Identifying Dangerous Behavior

agressive dogWhat are the signs that a dog may be on the verge of biting? Many dogs show one or more of these signs prior to biting:

  • “freezing” in place
  • showing the whites of the eyes
  • aggressive vocalizing (growling, snarling, barking aggressively)
  • lifting/curling lips
  • lunging
  • snapping
  • “nipping”(a “nip” that does not break the skin is still categorized as a mild bite and may quickly escalate to a more serious bite)

What is dog aggression?

The following are situations where aggressive (or potentially aggressive) dogs are likely to show the signs above:

  • Dog being approached while eating or chewing a toy/treat
  • Dog being removed from furniture
  • Dog being petted or having a collar or leash put on
  • Dog being hugged or kissed
  • Dog and child playing together
  • Dog is leashed or confined in yard when others pass by
  • Dogs being fed at the same time
  • Dogs trying to pass through a narrow doorway at the same time
  • Reaction to a person entering the room


Owners often have two reactions to their dog’s aggression issues, some try to reason as people while others are in denial. Very few owners can recognize the signs of aggression in order to make logical and appropriate decisions. The owners that reason with their dogs as people often say things such as “Don’t growl at mama” or “Just ignore Rover, he doesn’t mean it”. There are owners that see their dog as another person and do not acknowledge that dogs are animals with animal instincts. Instinctual reactions are not the same as human reactions. The owners in denial often understand, deep down, that their dog has aggression issues, but refuse to acknowledge them. They don’t want to address aggression or hear others address it.

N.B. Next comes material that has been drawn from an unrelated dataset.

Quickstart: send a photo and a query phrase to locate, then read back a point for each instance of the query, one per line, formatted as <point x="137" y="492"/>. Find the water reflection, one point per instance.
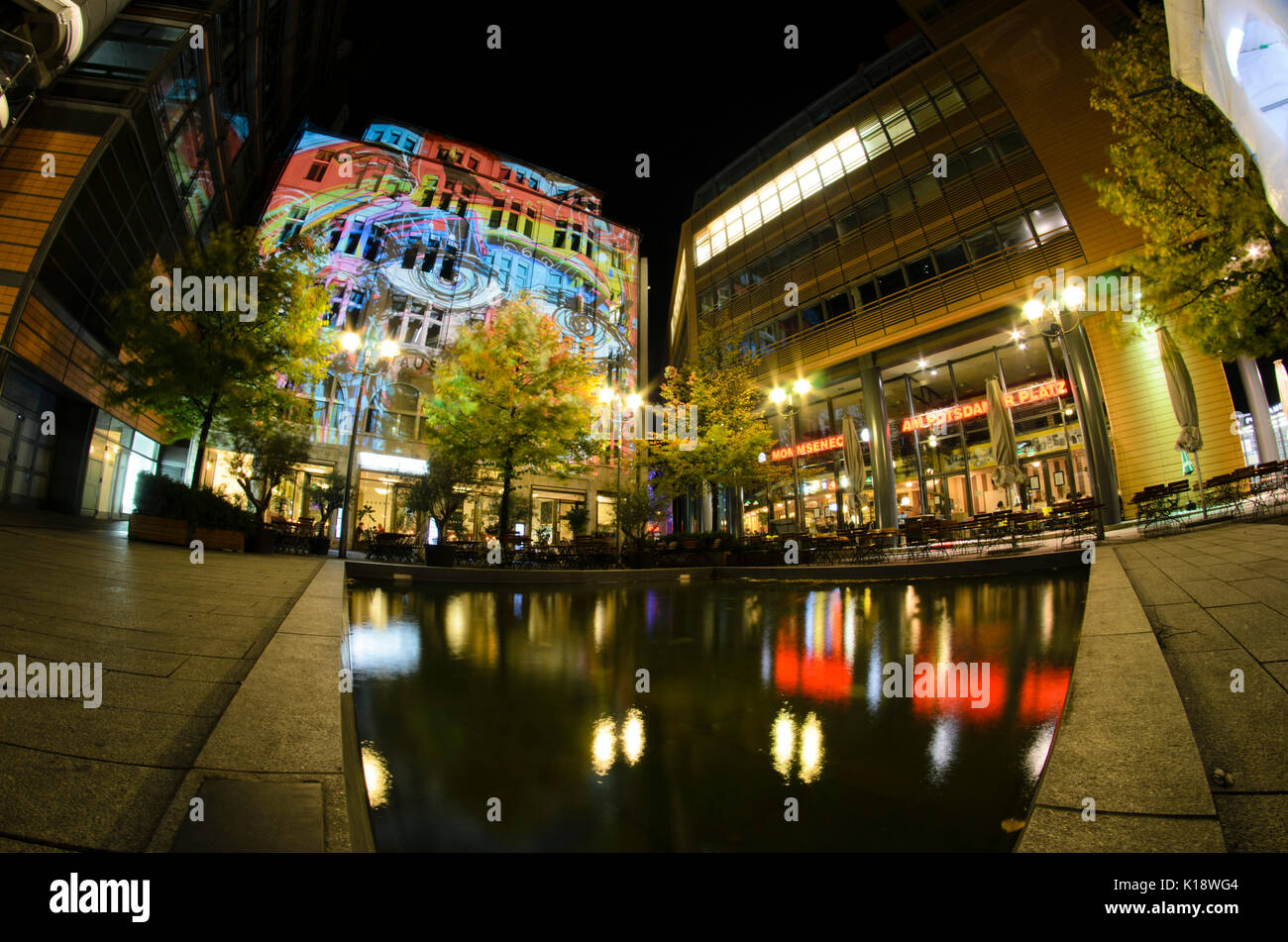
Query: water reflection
<point x="468" y="693"/>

There are those that can become quite defensive when someone points out their dog’s behavior. They just want to wait it out and hope the dog corrects its own behavior. Some owners understand the risks and dangers of aggression and responsibly take steps to modify or control the problem. Aggression cannot be “trained” out of a dog. Depending on the type of aggression, behaviors can sometimes be modified or controlled, such as feeding a food aggressive dog in another room. Sometimes “triggers”, which may cause a dog to act aggressively, can be avoided. For example, an owner of a dog aggressive dog can avoid contact with other dogs by having a secure fence, avoiding dog parks, and wearing a muzzle in public. Even though some trainers claim to be able to train the aggression out of a dog, most fall short of this claim. A dog that dislikes children cannot be trained to like children. A dog that is dog aggressive cannot be trained to have a positive reaction to other dogs. Trainers and behaviorists can be consulted for minor aggression issues and, in that capacity, may be able to help. Trainers are not miracle workers and if the claims sound too good to be true, they probably are. Most trainers do not offer a money back guarantee.

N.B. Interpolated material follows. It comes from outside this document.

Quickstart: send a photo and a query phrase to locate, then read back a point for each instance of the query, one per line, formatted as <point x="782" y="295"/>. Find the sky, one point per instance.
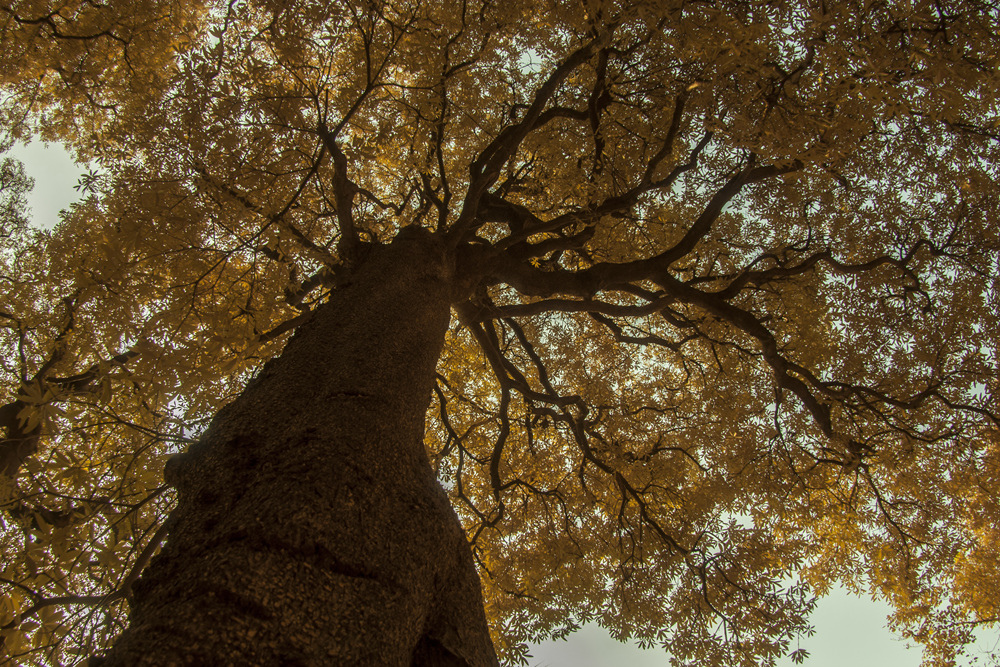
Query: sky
<point x="849" y="630"/>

Some dogs display unpredictable aggression. This type of aggression often does not have a cause or trigger. It can appear suddenly and out of nowhere. While any dog can have this type of aggression, there are certain breeds of dogs that are more prone to it. The majority of these breeds fall in the fighting breed category. It is recommended that dogs displaying this type of aggression be humanely euthanized. Owning a dog that has unpredictable aggression is a personal and public safety risk, especially if the dog is large enough to inflict serious injury or death to a person or other animal.

Puppies are not a clean slate. They are a product of their breeding and genetics. It is commonly thought that puppies can be molded into the perfect dog. Proper socialization and positive experiences can affect puppies, but genetics always trumps everything. There are many cases of puppies being raised well, but still have behavioral or aggression issues. Dogs that have aggressive parents are more likely to be aggressive as they mature.  A puppy’s personality at 2-3 months of age is not always a good indication of what they will be like as an adult. If possible, meet the parent dogs and observe them for signs of aggression. Many dogs will not show their true personalities until they are 1-3 years in age and fully mature.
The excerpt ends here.